I would guess the reason "most effective innovations are being pioneered by individuals/small groups" is that most fighting is between nations and individuals/small groups? In WW2 there was considerable innovation between nations.

In the same way that the size of the participants is asymetric most often what one side is prepared to do is also asymetric, e.g. suicide bombs, genocide... Generally genocide is not seen as an acceptable response unlike say Saddam, Chemical Ali. I imagine that it would be easier say for the US to completely kill everybody in a location than try to police/pacify that area. For the avoidance of any doubt I am not promoting that, or as the politicans would say I cannot foresee any situation whereby I would support that approach!

I am with davebygolly, SamU, and others pointing out the flaws here...

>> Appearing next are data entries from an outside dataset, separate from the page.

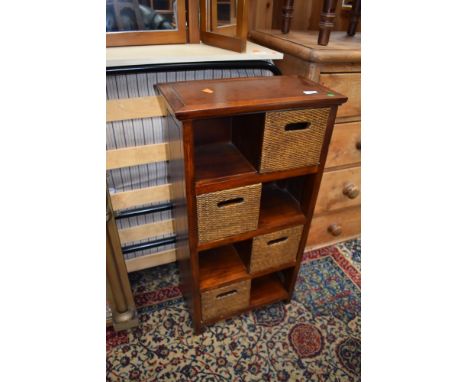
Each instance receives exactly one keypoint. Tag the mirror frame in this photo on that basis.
(130, 38)
(215, 37)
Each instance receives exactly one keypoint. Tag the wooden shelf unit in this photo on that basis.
(216, 133)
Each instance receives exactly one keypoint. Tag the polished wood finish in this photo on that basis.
(211, 98)
(144, 231)
(323, 230)
(152, 37)
(327, 21)
(220, 160)
(133, 108)
(337, 66)
(133, 198)
(303, 45)
(119, 291)
(211, 121)
(212, 35)
(221, 266)
(339, 189)
(134, 156)
(288, 8)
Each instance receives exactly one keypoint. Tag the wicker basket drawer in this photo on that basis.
(228, 212)
(293, 138)
(221, 302)
(275, 249)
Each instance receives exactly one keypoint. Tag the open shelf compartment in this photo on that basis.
(220, 266)
(281, 206)
(220, 151)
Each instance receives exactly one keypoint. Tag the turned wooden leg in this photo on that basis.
(119, 291)
(354, 17)
(288, 8)
(327, 21)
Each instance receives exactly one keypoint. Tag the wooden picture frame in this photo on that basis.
(211, 34)
(129, 38)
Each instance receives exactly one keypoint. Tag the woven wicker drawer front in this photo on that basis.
(228, 212)
(220, 302)
(293, 138)
(275, 249)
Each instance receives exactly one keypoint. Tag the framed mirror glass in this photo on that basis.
(224, 23)
(145, 22)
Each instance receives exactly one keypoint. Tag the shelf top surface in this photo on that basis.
(210, 98)
(181, 53)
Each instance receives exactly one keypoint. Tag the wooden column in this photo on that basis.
(327, 21)
(288, 8)
(119, 291)
(354, 17)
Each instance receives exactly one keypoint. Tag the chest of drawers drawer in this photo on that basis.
(339, 189)
(334, 227)
(345, 145)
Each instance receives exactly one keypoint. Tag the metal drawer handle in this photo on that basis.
(230, 202)
(276, 241)
(226, 294)
(335, 229)
(351, 190)
(296, 126)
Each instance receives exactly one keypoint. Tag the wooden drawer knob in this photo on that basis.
(351, 190)
(335, 229)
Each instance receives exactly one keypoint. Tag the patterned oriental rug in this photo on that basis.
(314, 338)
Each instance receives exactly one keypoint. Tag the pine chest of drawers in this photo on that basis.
(246, 158)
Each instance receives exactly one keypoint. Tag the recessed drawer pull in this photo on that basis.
(335, 229)
(351, 190)
(226, 294)
(297, 126)
(230, 202)
(276, 241)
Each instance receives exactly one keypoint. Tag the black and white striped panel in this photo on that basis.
(146, 131)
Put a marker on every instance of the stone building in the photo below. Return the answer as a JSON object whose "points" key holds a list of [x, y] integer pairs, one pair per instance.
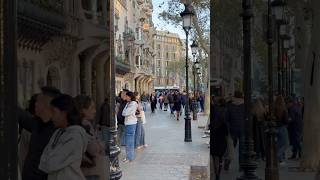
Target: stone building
{"points": [[169, 51], [133, 45], [62, 44]]}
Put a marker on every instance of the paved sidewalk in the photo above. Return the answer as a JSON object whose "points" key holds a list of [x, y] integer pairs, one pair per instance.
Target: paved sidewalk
{"points": [[167, 157]]}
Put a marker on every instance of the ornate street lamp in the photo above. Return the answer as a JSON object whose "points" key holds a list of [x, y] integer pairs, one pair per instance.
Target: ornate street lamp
{"points": [[187, 25], [271, 170], [194, 50], [278, 7], [248, 164]]}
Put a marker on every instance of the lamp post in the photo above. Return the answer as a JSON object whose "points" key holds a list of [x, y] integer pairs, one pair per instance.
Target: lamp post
{"points": [[187, 23], [271, 170], [194, 50], [278, 6], [248, 165]]}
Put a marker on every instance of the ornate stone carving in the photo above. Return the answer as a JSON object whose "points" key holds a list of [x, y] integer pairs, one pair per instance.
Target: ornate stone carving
{"points": [[61, 50]]}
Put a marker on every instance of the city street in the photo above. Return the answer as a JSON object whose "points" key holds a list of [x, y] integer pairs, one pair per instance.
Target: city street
{"points": [[167, 156]]}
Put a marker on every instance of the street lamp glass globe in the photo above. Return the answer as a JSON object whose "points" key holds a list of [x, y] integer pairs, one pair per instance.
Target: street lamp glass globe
{"points": [[187, 17]]}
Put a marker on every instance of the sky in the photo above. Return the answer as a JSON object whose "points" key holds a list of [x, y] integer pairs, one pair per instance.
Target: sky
{"points": [[161, 25]]}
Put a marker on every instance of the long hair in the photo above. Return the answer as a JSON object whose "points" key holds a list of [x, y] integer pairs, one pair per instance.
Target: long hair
{"points": [[66, 103], [280, 107], [82, 102]]}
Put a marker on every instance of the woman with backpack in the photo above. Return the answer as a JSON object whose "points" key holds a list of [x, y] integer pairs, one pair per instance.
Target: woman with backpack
{"points": [[141, 119], [94, 162]]}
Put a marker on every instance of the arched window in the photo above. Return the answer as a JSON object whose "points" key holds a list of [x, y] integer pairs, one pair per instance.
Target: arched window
{"points": [[53, 77]]}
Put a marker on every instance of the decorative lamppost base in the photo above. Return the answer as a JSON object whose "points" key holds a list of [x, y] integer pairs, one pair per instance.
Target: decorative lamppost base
{"points": [[115, 171]]}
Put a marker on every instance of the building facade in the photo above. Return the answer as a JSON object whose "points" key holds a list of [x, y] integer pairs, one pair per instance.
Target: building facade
{"points": [[134, 52], [169, 51]]}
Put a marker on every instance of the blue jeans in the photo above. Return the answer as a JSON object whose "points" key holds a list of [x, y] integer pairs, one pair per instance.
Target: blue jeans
{"points": [[282, 142], [104, 136], [130, 138], [138, 134]]}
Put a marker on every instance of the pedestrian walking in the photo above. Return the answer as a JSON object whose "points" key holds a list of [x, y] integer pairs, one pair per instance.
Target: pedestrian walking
{"points": [[171, 102], [295, 127], [144, 101], [120, 118], [177, 104], [141, 119], [165, 102], [94, 163], [129, 112], [41, 128], [103, 123], [161, 101], [62, 156], [24, 135], [153, 102], [184, 99], [235, 118], [281, 114]]}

One reason I am a fan of TOD is that it focuses on evidence and rarely puts out sloppy, politically edged punditry like this. This article is a fairly transparent transferring of a hawkish military agenda onto the oil-price topic, and that's about all it contributes. The comment about Venezuela is particularly betraying; Venezuela is not "an ongoing crisis" to anyone except those who are out to get Chavez. That it may "succumb to guerilla warfare" sounds more like a threat (remember the Contras?) than a prediction. Such a thing is equally (un)likely to happen in Saudi or Iran.

Ultimately, Robb offers no evidence that thousands of disparate groups around the world could or would coordinate their actions as a "Shadow OPEC" in a coherent enough manner to play the market. That is merely an idea, an apocalyptic vision, for use in fearmongering.

If Robert (or anyone) comes along and pokes holes in his assertions about light vs heavy crude, I'll be confirmed in my opinion that this is just fluff. I hope not to see too many more distractions like this at TOD...there's plenty of other places (from all sides) to get this sort of thing if you want it.